Electrochimica Acta ( IF 5.5 ) Pub Date : 2014-06-01 , DOI: 10.1016/j.electacta.2014.05.127 Caitlyn M. McGuire , Dennis G. Peters
Cyclic voltammetry and controlled-potential (bulk) electrolysis have been employed to investigate the reduction of 4,4′-(2,2,2-trichloroethane-1,1-diyl)bis(chlorobenzene) (DDT) at silver cathodes in dimethylformamide (DMF) containing 0.050 M tetramethylammonium tetrafluoroborate (TMABF4).

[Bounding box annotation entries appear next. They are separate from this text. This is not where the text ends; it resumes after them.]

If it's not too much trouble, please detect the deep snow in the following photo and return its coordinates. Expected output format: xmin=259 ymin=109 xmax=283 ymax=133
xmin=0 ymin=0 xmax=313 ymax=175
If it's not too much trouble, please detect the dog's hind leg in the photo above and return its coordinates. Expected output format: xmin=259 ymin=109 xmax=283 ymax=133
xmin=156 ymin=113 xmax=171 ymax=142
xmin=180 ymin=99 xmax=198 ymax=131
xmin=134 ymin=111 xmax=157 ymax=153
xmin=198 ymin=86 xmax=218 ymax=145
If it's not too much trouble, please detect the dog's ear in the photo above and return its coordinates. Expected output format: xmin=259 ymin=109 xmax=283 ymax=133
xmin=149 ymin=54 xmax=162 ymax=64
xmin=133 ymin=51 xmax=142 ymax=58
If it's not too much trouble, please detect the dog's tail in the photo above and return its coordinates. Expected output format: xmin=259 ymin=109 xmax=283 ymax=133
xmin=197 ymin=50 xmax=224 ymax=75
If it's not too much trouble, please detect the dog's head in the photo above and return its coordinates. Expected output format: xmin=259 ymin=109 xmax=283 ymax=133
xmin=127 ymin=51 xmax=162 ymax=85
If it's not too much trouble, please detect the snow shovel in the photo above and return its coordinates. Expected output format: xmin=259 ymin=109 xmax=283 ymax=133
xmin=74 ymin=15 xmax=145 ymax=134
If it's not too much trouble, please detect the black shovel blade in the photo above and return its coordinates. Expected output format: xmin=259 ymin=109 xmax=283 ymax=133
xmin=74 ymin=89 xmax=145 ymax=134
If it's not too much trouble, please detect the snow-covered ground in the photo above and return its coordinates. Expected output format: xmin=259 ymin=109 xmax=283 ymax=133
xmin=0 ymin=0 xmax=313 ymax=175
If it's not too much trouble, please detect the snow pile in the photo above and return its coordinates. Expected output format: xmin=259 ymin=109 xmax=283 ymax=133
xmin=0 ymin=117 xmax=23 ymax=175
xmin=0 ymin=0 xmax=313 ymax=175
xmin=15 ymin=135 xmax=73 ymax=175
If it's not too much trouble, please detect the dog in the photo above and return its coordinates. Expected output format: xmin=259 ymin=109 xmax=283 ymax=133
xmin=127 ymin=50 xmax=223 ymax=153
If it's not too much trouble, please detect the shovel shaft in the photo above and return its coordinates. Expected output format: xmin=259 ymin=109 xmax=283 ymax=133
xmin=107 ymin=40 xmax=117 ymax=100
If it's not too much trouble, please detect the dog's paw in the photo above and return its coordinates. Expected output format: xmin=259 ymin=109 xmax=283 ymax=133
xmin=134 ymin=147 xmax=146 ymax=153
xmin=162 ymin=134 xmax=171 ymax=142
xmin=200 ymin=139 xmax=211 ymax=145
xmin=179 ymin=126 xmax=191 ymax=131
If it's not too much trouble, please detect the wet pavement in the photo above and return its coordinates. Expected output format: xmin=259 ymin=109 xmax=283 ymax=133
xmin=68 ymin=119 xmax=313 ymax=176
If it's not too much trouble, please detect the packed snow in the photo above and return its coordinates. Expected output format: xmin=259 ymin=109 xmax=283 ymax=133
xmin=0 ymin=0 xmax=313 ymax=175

In addition, this work has been extended to the individual reductions of two degradation products, namely 4,4′-(2,2-dichloroethane-1,1-diyl)bis(chlorobenzene) (DDD) and 4,4′-(ethene-1,1-diyl)bis(chlorobenzene) (DDNU). At a scan rate of 100 mV s−1, cyclic voltammograms for irreversible reduction of DDT at a silver electrode exhibit four prominent cathodic peaks in DMF and CH3CN, and three prominent cathodic peaks in DMSO. On the other hand, reduction of DDD and DDNU at silver in DMF–0.050 M TMABF4 displays four and two irreversible peaks, respectively. Carbon–chlorine bonds of the –CCl3 moiety of DDT and of the –CHCl2 moiety of DDD are reduced more easily at silver than at glassy carbon. Bulk electrolyses of DDT at a silver gauze cathode in DMF–0.050 M TMABF4 afford a potential-dependent mixture of products that includes DDD, DDNU, 4,4′-(2,2-dichloroethene-1,1-diyl)bis(chlorobenzene) (DDE), 4,4′-(2-chloroethene-1,1-diyl)bis(chlorobenzene) (DDMU), 4,4′-(2-chloroethane-1,1-diyl)bis(chlorobenzene) (DDMS), 1-chloro-4-(1-phenylvinyl)benzene (PVB), 1,1′-diphenylethylene (DPE), and 1,1′-ethylidenebisbenzene (EBB). However, at more negative potentials, the principal products are completely dechlorinated DPE and EBB. Dechlorination of DDT at silver appears to proceed via a series of steps involving carbanion intermediates arising from direct reduction of alkyl and aryl carbon–chlorine bonds along with hydroxide-promoted E2 elimination of chloride. When DMF-d7 was used as solvent, no evidence for deuterium atom incorporation into any product was seen, which indicates that radical intermediates do not play a significant role in the reduction of DDT.
中文翻译:
银阴极上4,4'-(2,2,2-三氯乙烷-1,1-二基)双(氯苯)(DDT)的电化学脱氯
循环伏安法和控制电位(本体)电解已用于研究在二甲基甲酰胺中银阴极上4,4'-(2,2,2-三氯乙烷-1,1-二基)双(氯苯)(DDT)的还原(DMF)含有0.050 M四氟硼酸四甲基铵(TMABF 4)。此外,这项工作已扩展到两种降解产物的单独还原,即4,4'-(2,2-二氯乙烷-1,1-二基)双(氯苯)(DDD)和4,4'-(乙烯-1,1-二基)双(氯苯)(DDNU)。在100 mV s -1的扫描速率下,用于在银电极上不可逆还原DDT的循环伏安图在DMF和CH 3中显示四个突出的阴极峰CN和DMSO中三个突出的阴极峰。另一方面,在DMF–0.050 M TMABF 4中,银处DDD和DDNU的减少分别显示了四个和两个不可逆的峰。与玻璃碳相比,DDT的–CCl 3部分和DDD的–CHCl 2部分的碳-氯键更容易还原。在DMF–0.050 M TMABF 4中的银丝网阴极上的DDT大量电解提供了包括DDD,DDNU,4,4'-(2,2-二氯乙烯-1,1-二基)双(氯苯)(DDE),4,4'-(2-氯乙烯- 1,1-二基)双(氯苯)(DDMU),4,4'-(2-氯乙烷-1,1-二基)双(氯苯)(DDMS),1-氯-4-(1-苯基乙烯基)苯(PVB),1,1'-二苯基乙烯(DPE)和1,1'-亚乙基双苯(EBB)。但是,在较大的负电位下,主要产品是完全脱氯的DPE和EBB。滴滴涕在银上的脱氯似乎是通过一系列步骤进行的,这些步骤涉及碳还原中间体,该中间体由烷基和芳基碳-氯键的直接还原以及氢氧化物促进的E2消除氯引起。当DMF- d 7 将其用作溶剂,没有发现氘原子掺入任何产品的证据,这表明自由基中间体在DDT的还原中没有重要作用。